Nifty to scale 50,000 peak by 2030? ICICI Direct shares top stock picks for 2023
ICICI Direct expects the headline Nifty index to touch the 21,400 mark in 2023, and rise all the way to as high as 50,000 by 2030. The brokerage's target for the current calendar year implies upside of as much as 16 per cent from its current levels.
ICICI Direct expects the headline Nifty index to touch the 21,400 mark in 2023, and rise all the way to as high as 50,000 by 2030. The brokerage's target for the current calendar year implies upside of as much as 16 per cent from its current levels.
"Our prognosis of various technical studies leads us to the conclusion that the Nifty is poised to reach towards 50,000 by CY30," said ICICI Direct in a report.
Can Nifty really reach 50,000? ICICI Direct mentions a "rhythm"
"Indian equities are likely to display the same rhythm that the US and Nikkei did in 1990-2000 and 1980-1990, respectively, i.e. delivering a decadal move of 5x (five times) on headline indices."

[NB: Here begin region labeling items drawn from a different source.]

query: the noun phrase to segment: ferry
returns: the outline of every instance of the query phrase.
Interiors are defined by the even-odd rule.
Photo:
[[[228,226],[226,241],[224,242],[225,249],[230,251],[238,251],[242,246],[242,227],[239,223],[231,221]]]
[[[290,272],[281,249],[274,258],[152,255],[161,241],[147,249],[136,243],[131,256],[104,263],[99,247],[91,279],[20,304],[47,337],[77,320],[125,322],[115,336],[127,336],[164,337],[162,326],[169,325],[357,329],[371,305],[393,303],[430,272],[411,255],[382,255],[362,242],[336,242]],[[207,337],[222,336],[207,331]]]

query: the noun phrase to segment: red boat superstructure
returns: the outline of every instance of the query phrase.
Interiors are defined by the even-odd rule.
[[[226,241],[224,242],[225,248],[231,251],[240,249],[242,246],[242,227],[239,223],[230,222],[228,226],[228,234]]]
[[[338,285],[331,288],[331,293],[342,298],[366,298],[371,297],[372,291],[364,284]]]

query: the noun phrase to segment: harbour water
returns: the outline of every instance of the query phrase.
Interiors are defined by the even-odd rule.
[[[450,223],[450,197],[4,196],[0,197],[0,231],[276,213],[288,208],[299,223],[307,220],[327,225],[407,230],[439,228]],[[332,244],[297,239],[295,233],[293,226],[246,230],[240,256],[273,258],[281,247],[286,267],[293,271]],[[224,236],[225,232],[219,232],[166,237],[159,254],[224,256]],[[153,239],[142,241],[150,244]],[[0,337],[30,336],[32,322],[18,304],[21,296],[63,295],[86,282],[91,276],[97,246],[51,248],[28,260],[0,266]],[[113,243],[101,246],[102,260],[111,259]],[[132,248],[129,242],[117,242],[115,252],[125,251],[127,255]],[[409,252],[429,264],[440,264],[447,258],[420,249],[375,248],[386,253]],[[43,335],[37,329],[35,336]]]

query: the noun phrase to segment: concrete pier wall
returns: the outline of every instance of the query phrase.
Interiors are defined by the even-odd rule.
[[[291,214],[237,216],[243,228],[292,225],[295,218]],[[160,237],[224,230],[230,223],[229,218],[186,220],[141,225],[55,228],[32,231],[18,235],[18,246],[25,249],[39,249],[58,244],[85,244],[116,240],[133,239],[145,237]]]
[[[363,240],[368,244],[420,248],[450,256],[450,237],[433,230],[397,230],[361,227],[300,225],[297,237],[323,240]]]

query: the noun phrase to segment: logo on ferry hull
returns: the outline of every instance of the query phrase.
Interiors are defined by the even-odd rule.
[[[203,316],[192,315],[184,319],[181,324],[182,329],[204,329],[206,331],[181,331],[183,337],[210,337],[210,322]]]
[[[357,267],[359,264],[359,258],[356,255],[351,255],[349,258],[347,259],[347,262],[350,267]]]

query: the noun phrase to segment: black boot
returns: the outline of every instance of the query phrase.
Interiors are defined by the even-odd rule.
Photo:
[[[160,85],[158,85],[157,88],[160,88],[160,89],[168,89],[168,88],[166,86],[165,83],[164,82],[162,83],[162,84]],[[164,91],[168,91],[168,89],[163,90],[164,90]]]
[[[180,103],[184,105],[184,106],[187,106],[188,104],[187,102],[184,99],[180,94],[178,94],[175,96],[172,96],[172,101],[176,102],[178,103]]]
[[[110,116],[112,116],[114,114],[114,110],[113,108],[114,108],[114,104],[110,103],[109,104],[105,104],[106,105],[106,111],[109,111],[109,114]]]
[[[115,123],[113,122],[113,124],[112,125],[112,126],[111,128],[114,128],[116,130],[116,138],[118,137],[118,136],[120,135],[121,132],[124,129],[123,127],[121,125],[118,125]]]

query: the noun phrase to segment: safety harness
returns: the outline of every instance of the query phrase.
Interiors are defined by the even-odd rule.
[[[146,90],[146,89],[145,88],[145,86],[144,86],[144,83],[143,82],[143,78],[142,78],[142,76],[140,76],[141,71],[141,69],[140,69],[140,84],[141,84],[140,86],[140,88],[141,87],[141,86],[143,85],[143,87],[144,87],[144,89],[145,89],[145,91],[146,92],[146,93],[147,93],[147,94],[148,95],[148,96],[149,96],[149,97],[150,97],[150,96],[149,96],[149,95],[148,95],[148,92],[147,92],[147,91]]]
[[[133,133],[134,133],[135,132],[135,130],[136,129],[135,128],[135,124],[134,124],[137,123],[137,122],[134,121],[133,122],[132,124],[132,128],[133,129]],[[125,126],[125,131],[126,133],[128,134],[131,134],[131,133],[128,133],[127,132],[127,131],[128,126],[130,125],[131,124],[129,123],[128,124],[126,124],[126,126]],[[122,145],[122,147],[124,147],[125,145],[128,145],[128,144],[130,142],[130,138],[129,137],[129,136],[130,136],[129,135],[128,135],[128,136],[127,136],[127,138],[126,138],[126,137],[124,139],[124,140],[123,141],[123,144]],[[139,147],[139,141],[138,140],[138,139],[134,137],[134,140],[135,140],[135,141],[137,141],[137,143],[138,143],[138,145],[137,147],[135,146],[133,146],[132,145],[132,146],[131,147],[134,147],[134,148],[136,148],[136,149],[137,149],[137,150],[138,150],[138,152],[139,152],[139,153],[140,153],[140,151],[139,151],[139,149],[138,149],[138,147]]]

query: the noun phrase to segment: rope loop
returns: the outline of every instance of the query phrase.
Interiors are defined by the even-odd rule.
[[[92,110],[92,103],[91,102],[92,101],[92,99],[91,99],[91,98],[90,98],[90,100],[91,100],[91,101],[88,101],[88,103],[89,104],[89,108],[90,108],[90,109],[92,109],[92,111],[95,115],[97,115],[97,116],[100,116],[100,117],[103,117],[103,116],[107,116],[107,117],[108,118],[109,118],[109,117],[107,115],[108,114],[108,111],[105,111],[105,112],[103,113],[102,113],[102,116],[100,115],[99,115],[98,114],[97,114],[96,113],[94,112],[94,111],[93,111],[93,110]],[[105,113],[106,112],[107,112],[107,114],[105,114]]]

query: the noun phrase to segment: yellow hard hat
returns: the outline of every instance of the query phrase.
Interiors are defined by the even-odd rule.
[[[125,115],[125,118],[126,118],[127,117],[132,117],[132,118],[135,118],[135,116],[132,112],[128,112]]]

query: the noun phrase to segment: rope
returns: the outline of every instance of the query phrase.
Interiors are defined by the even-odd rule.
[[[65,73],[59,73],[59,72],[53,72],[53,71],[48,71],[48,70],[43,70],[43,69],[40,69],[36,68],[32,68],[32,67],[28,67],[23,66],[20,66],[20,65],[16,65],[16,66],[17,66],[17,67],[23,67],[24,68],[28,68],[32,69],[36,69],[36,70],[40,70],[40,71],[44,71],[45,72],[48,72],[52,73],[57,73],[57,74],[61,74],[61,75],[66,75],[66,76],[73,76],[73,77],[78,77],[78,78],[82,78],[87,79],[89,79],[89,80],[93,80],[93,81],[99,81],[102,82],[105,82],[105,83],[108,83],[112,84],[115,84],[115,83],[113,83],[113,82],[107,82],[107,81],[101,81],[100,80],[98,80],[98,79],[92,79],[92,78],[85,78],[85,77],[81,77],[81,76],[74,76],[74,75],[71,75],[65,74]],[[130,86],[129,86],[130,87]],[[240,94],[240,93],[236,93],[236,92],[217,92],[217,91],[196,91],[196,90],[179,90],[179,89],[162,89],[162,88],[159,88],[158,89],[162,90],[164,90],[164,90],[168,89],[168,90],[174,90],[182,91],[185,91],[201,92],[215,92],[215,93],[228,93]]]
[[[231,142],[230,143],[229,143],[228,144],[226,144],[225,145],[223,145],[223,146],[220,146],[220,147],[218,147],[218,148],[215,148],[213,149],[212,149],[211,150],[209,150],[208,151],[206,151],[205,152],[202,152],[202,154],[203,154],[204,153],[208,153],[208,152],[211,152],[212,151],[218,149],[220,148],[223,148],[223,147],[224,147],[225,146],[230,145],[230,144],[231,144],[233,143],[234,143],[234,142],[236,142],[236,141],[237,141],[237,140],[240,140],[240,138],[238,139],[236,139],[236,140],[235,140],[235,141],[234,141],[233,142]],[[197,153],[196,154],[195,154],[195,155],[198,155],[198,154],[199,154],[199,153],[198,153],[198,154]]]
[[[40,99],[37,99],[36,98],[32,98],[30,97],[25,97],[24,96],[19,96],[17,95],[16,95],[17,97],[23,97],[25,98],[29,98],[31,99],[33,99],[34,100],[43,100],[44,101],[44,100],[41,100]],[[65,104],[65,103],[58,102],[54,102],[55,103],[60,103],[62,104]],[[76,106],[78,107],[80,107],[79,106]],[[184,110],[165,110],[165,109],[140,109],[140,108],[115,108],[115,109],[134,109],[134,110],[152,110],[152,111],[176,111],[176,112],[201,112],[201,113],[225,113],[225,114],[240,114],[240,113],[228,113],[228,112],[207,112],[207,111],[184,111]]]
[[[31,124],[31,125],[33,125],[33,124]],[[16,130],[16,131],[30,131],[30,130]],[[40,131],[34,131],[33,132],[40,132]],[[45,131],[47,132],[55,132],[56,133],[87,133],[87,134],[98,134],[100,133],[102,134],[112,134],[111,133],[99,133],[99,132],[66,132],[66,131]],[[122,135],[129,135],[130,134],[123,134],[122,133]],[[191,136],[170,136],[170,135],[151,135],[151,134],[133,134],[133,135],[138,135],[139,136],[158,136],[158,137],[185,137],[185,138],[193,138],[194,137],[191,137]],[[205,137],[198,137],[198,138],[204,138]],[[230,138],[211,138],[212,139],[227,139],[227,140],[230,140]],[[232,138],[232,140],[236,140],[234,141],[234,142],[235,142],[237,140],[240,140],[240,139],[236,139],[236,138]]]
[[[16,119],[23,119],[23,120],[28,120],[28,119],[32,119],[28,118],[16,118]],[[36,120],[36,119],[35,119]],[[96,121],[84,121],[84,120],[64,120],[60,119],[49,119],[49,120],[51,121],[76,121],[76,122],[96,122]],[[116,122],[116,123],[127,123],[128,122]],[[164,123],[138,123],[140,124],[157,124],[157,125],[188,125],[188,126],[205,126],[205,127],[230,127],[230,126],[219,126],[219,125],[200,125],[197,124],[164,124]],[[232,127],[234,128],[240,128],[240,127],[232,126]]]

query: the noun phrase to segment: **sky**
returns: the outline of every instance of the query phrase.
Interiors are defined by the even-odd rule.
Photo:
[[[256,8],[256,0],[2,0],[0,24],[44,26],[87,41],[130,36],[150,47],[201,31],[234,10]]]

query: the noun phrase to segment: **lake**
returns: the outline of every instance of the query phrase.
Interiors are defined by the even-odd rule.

The brokerage mentioned, in its report, the performance in 2021 and 2022, which it believes adds strength to the argument that Nifty is mimicking the forecast trajectory.
Decadal studies show that 2023 will turn out to be a strong year, it added.
(Source: NSE)
"Since inception in 1979, Sensex gained an average 4x in each decade. From CY20 close of 13,981 (Nifty), similar projection leads to ~56,000," said ICICI Direct analyst Dharmesh Shah.
Top stocks to buy: ICICI Direct shares picks for 2023
ICICI Direct has handpicked nine stocks that in its view can give average returns of 22 per cent in 2023:
- L&T
- Ambuja Cement
- Bosch
- Federal Bank
- Sundaram Finance
- Bajaj Electricals
- KEC International
- Mishra Dhatu Nigam
- Techno Electric
Its top pick among these stocks is L&T, with a target price of Rs 2,520 (16 per cent upside).
The brokerage expects a 17-23 per cent jump in Ambuja Cement, Bosch, Federal Bank and Sundaram Finance.
Nifty 2023: ICICI Direct sees strong support emerging at 16,200
The average third-year returns of each decade have been positive with a median of 18 per cent for over the past four decades, the brokerage pointed out.
"CY22 projection based on this cycle of 18,900 has been achieved, adding credence to the cycle study. A similar target from a CMP of 18,420 projects a target of 21,720. Additionally, 70 per cent of the times a pre-election year has generated positive return," the report added.
The brokerage envisages midcap stocks to outperform large-cap stocks in two years and 20 per cent growth in midcap shares is the election year.